Heya. In the spirit of sharing, I thought I'd repost part of a notice from my soon-to-be-defunct Tumblr blog, namely from today, 3 December 2018.
Also in that spirit, look above upon my most reblogged (and most often unattributed and/or manipulated) picture from said soon-to-be-defunct platform. This is στοργή #2, featuring Dandy and Dylan C, taken in PDX almost five years ago to the very day and almost as old as the very Tumblr page itself. Lots of repetition here, I know. But the point is, the coincidences abound.
In the end, I had 7,265 people tuning into @mkulischphoto on Tumblr. I'm not really sure why. (But it was the butts, let's be honest...) After five long years on the platform, sharing work and getting feedback—and following a fair number of artists there myself—I have decided to say goodbye and leave Tumblr for good. The why cannot be ignored.

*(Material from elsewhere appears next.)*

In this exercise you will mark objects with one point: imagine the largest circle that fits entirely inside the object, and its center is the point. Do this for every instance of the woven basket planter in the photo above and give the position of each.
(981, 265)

On 3 December 2018, and in response to their removal from the iOS App Store, the Tumblr Staff announced a move to eliminate “adult content” on their platform. Overnight, 80% of my posts were flagged for deletion—many of them not showing nudity at all. For a platform claiming to invest in “art, sex positivity, your relationships, your sexuality,” Tumblr has spectacularly failed to protect its supposed values. And this isn’t the first time it’s failed. Their move was motivated, as I've come to expect from Yahoo in particular (hi Flickr!) and tech giants in general, purely out of self-interest and self-preservation. Corporations are no trustworthy arbiters of culture or conversation.
I’ll be completely deleting my Tumblr page on 17 December 2018, when their new community guidelines go into effect. I've already removed my content. And I'll be updating this site (and my other platforms) to remove any mention of Tumblr in the meantime...
If you want to continue to see content that would get you Tumblr-banned in future, I suggest you pledge on my Patreon page. Of course, my website will get updates occasionally, but nothing so regular as there. And you cannot trust Instagram—which already has a restrictive nudity policy, that ends up targeting LGBTQ artists—to not eventually follow suit. It is the way of these things.
Some of you visitors here came to me from Tumblr. If you’re among them, know I’ll always be grateful. I read in a novel once that you’re not really an artist unless you show your work. I’m not sure I agree with that. But the Tumblr community encouraged me to share my pictures before I really knew what I was doing. It was a place to try new things, find inspiration, and even study photographers better than myself—and I learned (as a poet) how important it is to study your betters. You're my betters, you supporters who make it possible to continue doing this work.
While I'm not expecting any new upchucks in Patreon growth, or frankly to my blog subscribers here, as pretty much all new folks came to me from Tumblr, I'm grateful for those of you who came and stayed. It's hard finding places to share all of my work. Harder still to make those places last.
Let me know what I can do to keep you.